Cumhurbaşkanlığı İletişim Başkanlığı’nın Dezenformasyonla Mücadele Merkezi’nin yapmış olduğu açıklama; Türk kamuoyunu üzen Cumhurbaşkanlığının almış olduğu bir karar var. Bu karar, kendi askerinin protez bacağına parasını ödeyemediği için haciz gönderen bankacılık sisteminin, bu protezin ücretini karşılayamayan sağlık sisteminin ülkemize, ülkemiz vatandaşı olmayan ve henüz mülteci statüsünü bile edinememiş fakat potansiyel mülteci konumunda bulunan yıllık 7 bin kişiyi Türk vergi mükelleflerinin cebinden çıkan paralarla ücretsiz olarak ilacından protezine kadar sağlık giderlerinin ücretsiz olarak karşılanması kararı Türk vatandaşlarının tepkisi ile karşılanmıştır.
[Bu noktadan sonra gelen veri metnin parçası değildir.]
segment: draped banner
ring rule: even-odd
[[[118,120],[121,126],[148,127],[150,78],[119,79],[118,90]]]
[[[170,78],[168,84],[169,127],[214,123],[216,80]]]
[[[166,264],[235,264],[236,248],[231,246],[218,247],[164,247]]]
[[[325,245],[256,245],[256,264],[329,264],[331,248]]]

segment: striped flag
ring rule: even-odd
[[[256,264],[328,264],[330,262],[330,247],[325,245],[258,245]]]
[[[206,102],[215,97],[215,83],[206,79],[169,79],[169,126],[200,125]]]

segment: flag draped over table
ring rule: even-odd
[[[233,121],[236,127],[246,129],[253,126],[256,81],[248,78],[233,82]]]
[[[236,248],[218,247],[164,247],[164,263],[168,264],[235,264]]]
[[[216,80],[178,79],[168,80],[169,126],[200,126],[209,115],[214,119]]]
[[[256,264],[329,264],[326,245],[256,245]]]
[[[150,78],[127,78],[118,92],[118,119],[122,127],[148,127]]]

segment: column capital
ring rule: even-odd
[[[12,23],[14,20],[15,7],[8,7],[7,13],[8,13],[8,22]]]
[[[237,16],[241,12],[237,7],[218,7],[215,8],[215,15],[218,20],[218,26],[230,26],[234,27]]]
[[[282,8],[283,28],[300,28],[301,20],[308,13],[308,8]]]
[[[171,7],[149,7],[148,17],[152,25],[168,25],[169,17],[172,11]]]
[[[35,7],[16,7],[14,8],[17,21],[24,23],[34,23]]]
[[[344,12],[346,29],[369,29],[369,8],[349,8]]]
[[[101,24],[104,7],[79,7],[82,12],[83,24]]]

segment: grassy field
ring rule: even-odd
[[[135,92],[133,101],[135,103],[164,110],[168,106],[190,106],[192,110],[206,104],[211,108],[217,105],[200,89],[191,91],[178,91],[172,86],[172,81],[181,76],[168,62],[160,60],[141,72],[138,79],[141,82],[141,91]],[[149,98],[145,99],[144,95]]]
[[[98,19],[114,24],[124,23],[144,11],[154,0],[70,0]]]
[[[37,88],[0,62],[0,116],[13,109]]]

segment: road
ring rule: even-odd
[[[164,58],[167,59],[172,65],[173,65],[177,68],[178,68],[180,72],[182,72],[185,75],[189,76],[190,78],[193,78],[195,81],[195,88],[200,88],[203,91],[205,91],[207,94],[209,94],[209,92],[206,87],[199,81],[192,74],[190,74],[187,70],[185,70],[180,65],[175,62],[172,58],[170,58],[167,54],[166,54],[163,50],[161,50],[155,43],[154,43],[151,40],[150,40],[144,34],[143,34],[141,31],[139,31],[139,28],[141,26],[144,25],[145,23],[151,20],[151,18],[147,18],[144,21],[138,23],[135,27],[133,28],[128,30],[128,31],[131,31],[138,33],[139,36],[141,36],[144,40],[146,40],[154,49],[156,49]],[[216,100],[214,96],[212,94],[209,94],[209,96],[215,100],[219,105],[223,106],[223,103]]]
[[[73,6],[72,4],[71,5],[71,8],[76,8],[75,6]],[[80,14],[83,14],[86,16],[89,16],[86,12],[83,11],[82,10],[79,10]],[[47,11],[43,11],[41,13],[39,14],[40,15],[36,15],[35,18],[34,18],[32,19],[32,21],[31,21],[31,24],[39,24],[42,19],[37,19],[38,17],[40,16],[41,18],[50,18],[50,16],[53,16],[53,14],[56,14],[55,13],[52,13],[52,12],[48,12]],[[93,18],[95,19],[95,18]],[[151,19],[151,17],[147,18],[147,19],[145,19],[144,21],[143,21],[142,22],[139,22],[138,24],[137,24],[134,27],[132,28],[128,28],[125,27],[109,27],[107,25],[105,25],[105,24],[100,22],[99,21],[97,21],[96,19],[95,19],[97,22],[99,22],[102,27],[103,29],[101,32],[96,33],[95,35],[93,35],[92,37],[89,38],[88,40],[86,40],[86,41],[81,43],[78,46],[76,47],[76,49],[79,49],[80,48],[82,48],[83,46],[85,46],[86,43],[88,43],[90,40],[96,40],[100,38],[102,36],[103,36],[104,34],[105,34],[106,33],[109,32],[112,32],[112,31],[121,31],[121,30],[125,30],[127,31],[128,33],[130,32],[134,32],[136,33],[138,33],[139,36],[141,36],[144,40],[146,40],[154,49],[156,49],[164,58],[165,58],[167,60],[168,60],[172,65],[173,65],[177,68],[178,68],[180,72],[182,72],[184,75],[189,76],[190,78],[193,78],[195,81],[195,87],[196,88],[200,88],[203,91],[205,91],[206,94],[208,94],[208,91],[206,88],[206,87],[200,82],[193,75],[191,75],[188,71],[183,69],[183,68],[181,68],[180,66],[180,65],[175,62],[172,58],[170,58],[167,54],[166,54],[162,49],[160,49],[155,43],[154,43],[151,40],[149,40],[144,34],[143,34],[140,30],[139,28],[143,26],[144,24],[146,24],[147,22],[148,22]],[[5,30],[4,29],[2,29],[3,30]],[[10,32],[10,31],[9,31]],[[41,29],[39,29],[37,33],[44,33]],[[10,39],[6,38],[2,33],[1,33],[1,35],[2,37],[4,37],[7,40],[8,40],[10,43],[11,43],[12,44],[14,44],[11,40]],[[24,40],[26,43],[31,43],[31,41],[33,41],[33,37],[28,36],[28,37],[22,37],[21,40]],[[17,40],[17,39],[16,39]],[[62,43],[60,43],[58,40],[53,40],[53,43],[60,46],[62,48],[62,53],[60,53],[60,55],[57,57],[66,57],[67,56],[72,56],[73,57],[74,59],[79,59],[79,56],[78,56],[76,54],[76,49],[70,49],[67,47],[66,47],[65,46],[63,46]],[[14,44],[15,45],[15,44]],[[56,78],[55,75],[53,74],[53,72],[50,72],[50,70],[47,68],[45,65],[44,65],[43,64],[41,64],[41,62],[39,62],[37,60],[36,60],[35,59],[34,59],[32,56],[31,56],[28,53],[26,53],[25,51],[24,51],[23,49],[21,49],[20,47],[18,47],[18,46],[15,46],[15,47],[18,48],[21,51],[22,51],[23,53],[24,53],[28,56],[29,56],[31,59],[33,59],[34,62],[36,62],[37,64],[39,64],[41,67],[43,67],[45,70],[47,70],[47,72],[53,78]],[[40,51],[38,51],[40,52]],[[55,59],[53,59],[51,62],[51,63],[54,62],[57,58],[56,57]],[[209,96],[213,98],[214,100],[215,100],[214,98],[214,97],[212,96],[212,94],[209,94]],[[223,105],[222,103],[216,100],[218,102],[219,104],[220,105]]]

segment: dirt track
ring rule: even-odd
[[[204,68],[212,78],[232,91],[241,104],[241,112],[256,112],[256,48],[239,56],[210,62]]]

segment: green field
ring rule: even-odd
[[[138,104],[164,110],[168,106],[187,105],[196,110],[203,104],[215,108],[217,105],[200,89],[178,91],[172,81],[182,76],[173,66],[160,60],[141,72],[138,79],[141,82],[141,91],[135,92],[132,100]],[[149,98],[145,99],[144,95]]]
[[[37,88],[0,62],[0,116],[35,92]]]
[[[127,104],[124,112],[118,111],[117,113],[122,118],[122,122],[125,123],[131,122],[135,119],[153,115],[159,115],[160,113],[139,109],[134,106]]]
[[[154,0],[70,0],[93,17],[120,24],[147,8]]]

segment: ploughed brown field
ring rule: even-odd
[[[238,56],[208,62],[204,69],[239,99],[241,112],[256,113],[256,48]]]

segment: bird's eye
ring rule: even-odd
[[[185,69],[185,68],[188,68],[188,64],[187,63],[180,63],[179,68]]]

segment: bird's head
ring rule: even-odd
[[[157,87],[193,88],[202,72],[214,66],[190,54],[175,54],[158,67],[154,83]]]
Bu gelen tepki üzerine Dezenformasyonla Mücadele Merkezi’nin yapmış olduğu açıklamada içerideki mültecilerin tamamını kapsamadığı dışarıdaki salgın hastalıklardan, doğal afetlerden, savaşlardan kaynaklı yaralanmaların Türkiye’de görecekleri tedaviye ilişkin olduğunu söyledi. Başından beri söylüyoruz; İsrail’in Gazze’yi boşaltma planlarına hizmet eden, Filistinlileri oradan tahliye etmeye dönük, Filistinlileri İsrail’den Türkiye’ye taşıyacak olan tedavi, eğitim, geçici barınma maksatlı olsun bu tahliye işlemi Suriye’de yaptıkları tahliye işlemi ile yanı sonucu doğuracaktır. Dezenformasyonla Mücadele Merkezi’nin bizatihi kendisi dezenformasyonun merkezi haline gelmiş durumdadır.